The Secret Life of Buildings: Residential Courts
In our last Secret Life of Buildings post we tackled trinity homes. What we didn’t get around to mentioning are the residential courts that many houses of this style are nestled into. Residential courts are the smallest of the small streets, cartways, and alleyways that were carved out of William Penn’s Greene Country Towne in the 18th and 19th centuries. They are so small, in fact, that these dead end nooks are pedestrian only, often with an communal courtyard space.
Often gated and consisting of anywhere from three to twelve homes on average and typically (though not always) bandbox style, these petite residential courts are yet another distinctive feature of Philadelphia’s urban design and built environment.
Unfortunately, fewer of these residential court have survived into the 20th century than the trinity homes of our earlier exploration. The small scale, dense houses were historically built for craftsmen and factory workers, and as these industries faded in the 20th century, so did much of the housing.
As a city that cherishes history, however, Philadelphia held on to a handful of these residential courts. Some might sit right in your neighborhood without you ever having noticed since they’re such hidden secrets of the city. A few of the most architecturally or historically pertinent courts have even made their way onto the Philadelphia Register of Historic Places. Among those are Loxley and Bladen’s Courts in Old City and Drinker’s and Bell’s Courts in Society Hill.
The common form that the residential court takes is with one or two larger houses fronting a main street with an attached row of trinities behind accessed by an alleyway between the two or beside the one street fronting properties.

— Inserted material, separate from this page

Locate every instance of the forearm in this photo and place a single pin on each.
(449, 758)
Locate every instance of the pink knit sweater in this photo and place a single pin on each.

While some of the most iconic Philadelphia residential courts still standing today are in Old City, Society Hill, Queen Village, and Rittenhouse, this housing type was at one time even more common in neighborhoods like Northern Liberties, Fishtown, and Kensington. The reason for this was mainly that the courts were built to house factory workers efficiently and close by to the workplace which were frequently located in these River Wards neighborhoods.
Many of the residential courts in these neighborhoods just northeast of Center City vanished after the industrial age and in the wake of the construction of I-95 between 1959-1979. While these homes were not necessarily notable for their architectural style since they were of a straightforward and unadorned construction, they are significant for their representation of a local housing type and as a distinct iteration of 19th century urban design in Philadelphia. We’ve touched on a few residential courts in prior blog posts, like our Blocks We Love on 700 Miller Street and 700 North Bodine Street.
Not only are these homes desirable for their historic connection, original features, and quiet, private space that is separated from the main street, they also are uniquely Philadelphia. Many of the courts are so obscured within the city’s blocks many people don’t even realize they exist. As a hidden secret of Philadelphia, the residential courts tell a story about the city’s early development, industrial roots, and distinction as a city of streets of rowhomes within streets of rowhomes within streets of rowhomes.